To minimize the electronic chip and significantly increase the speed of processing and the rate of information transmission, the accepted approach today is spintronics - performing operations on the spin, one of the important properties of the electron, and not on the electron flow. A few years ago Prof. Erez Hasman from the Technion founded a new field called Spinoptics, which makes it possible to utilize the spin of the photons through metasurfaces for the benefit of transferring and processing information in photonic chips. The transfer of information is based on controlling the photonic spin with the help of nanophotonics - optics on the nanometer scale.
Two-dimensional semiconductor materials are characterized by energy levels whose emission depends on spin (spin valleys), this is due to the breaking of the mirror symmetry. The researchers at the Technion decided to take advantage of this feature and attach a single atomic layer of tungsten selenide (WSe2 For nanophotonics - nanoantennas that enable breaking symmetry in the photonic spin and obtaining a chip on an atomic scale that enables a light source and photonic devices while controlling and processing information in the photonic spin.
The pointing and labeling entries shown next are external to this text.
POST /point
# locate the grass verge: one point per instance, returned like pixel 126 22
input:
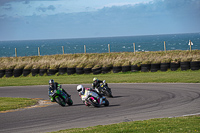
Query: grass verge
pixel 163 125
pixel 7 103
pixel 169 76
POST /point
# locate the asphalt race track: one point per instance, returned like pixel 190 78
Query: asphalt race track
pixel 131 102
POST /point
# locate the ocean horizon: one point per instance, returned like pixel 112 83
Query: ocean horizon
pixel 100 44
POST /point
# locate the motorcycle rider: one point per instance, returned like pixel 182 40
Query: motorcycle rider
pixel 81 90
pixel 55 86
pixel 96 83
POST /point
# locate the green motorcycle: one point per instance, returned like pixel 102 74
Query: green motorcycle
pixel 61 98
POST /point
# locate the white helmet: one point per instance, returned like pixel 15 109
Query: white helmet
pixel 79 88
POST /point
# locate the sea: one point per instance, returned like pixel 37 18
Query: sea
pixel 99 45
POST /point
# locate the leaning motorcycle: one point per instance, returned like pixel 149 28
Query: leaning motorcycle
pixel 95 100
pixel 104 89
pixel 61 98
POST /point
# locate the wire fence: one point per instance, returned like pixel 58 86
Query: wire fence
pixel 135 47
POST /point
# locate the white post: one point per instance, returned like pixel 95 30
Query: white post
pixel 109 48
pixel 63 49
pixel 134 47
pixel 85 49
pixel 15 52
pixel 165 47
pixel 38 51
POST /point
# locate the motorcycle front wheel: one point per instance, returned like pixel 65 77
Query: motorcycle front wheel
pixel 69 101
pixel 60 101
pixel 93 103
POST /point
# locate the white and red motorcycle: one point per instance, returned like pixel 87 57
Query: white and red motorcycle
pixel 91 97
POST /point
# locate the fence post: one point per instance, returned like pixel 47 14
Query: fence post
pixel 38 51
pixel 84 49
pixel 15 52
pixel 134 47
pixel 63 49
pixel 164 46
pixel 109 48
pixel 190 45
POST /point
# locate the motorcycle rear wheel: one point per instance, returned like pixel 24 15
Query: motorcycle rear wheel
pixel 60 101
pixel 106 103
pixel 93 103
pixel 108 93
pixel 69 101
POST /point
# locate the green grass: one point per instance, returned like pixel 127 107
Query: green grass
pixel 178 76
pixel 7 103
pixel 161 125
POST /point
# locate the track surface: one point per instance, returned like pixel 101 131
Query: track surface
pixel 131 102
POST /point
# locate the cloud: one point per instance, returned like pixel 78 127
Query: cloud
pixel 44 9
pixel 56 20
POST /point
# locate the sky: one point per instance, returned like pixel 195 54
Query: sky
pixel 62 19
The researchers created a two-dimensional crystal structure from silicon that creates an energy gap in the emission field of the two-dimensional material so that the coupling of the atomic semiconductor to the photonic crystal blocks all optical emission channels from the two-dimensional material. By creating smart defects within the photonic crystal, controlling the phase of the defects using their geometry and coupling them, the researchers created a light source from a single atomic layer that separates and sorts the spins of the photons emitted from the two-dimensional semiconductor. This scientific discovery will make it possible to combine spintronics and spinoptics to develop a wide variety of devices on an atomic scale.
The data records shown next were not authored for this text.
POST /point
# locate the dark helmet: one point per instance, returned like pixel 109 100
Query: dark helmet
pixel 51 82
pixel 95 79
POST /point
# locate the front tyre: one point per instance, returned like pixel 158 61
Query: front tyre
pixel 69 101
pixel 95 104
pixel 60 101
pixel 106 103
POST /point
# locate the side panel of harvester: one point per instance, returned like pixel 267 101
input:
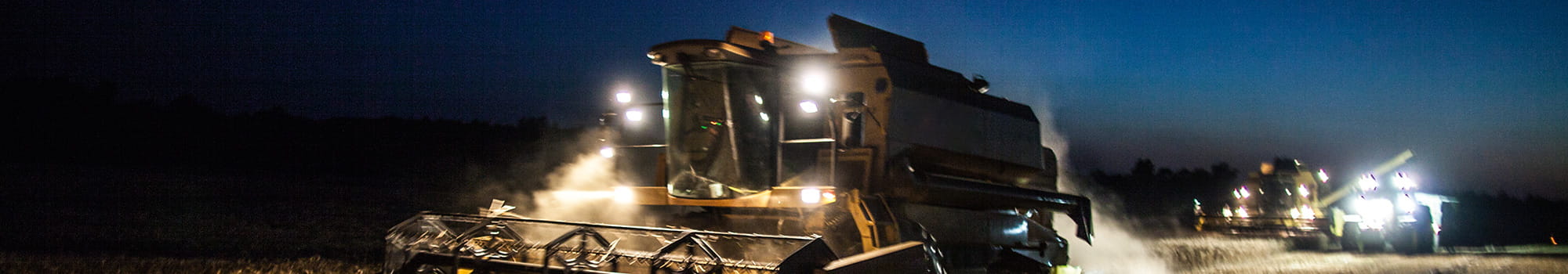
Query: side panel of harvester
pixel 869 156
Prof. Hasman proudly notes that "this prestigious publication shows the importance of multidisciplinary research that combines physics, chemistry, materials science and engineering."
The research was supported by the National Science Foundation (ISF), the Ministry of Science and Technology, the Technion and the US Air Force Research Office. The components were realized at the Sara and Moshe Zisafel Center for Nanoelectronics (MNFU) at the Technion.